On Saturday, some supporters of candidate Todd Lally assembled outside the Courier Journal to protest the CJ's obvious media bias for Congress John Yarmuth. From the Courier Journal:
Approximately 65 supporters of Republican nominee Todd Lally’s bid the 3rd District seat in Congress protested outside The Courier-Journal building for an hour Saturday morning, saying the newspaper is not being fair to the candidate.

“We want to protest the non-coverage of the 3rd District race,” said Kevin Dicken, 50, of Fern Creek, a volunteer with the Lally campaign. Lally “represents what I think this country needs” on issues such as health care, the economy and abortion.

The protesters contended the newspaper’s coverage is biased toward Democrats, and, in 3rd District race in particular, has written eight stories about the Democratic incumbent, John Yarmuth, for every story it has written about Lally.
I was surprised to see the CJ cover the protest, but even more surprised that the protest received attention from the national blogosphere. In particular, Hullabaloo wrote some harsh criticism of the protesters and even compared the conservative protest to Woodstock. According to the blogger:
They are living out their angry Woodstock fantasy pretty much everywhere these days. (Yes, Beck's calling his "Triumph of the Wingnut" event Woodstock too.) They are hoping for a bunch of liberals to spray them with fire hoses and scream at them on the way to church just so they can really have their midlife crisis in style....
...They're just upset about everything these days and they're taking it to the streets!

The paper explained that they strive to be "fair and balanced" but that they can't cover every campaign event. (If they're like most members of the press, they'll immediately assign a full time reporter to the GOP campaigns now that a bunch of angry, middle aged white people have expressed their inner Abby Hoffman. So you can't say it isn't effective.)

I'm waiting for the Joseph Kraft of today to have the blinding insight that these people are not mainstream and that it's the working and middle class moderate liberal who represents the silent majority. I suppose the first question is, who's the next Joseph Kraft/David Broder?

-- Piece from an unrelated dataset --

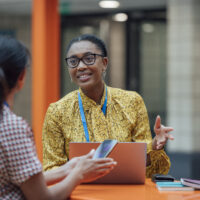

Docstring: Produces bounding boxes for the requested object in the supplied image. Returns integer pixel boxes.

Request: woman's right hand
[73,149,117,182]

So, now, every time a group of people congregate, for any reason, it’s Woodstock? The picture painted by mentioning Woodstock is 180 degrees from the truth considering most tea partiers are huge supporters of family values. He could have at least refer to conservative protests as Woodstock minus the drugs, sex, and violence—but, then it wouldn’t be anything like Woodstock, would it?

The author thinks that tea partiers are some sort of fringe group (but Woodstock liberals are okay?) He's obviously never attended a tea party rally, so perhaps I should forgive his ignorance.

Personally, I think the tea party may be the greatest thing to happen to this country since Ronald Reagan (who was the greatest thing since sliced bread). But, suggesting I'm some sort of fringe lunatic would be giving me way too credit in the "interesting" department--I'm just not that exciting. And, tea partiers are no more fringe than those who stood up for freedom in the Revolutionary War.

The reason the author considers tea partiers to be outside the realm of mainstream America is because the press paints them as racist, closed-minded, right-wing extremists. The blogger's entire opinion is based off media bias, which is exactly what Saturday's group was protesting.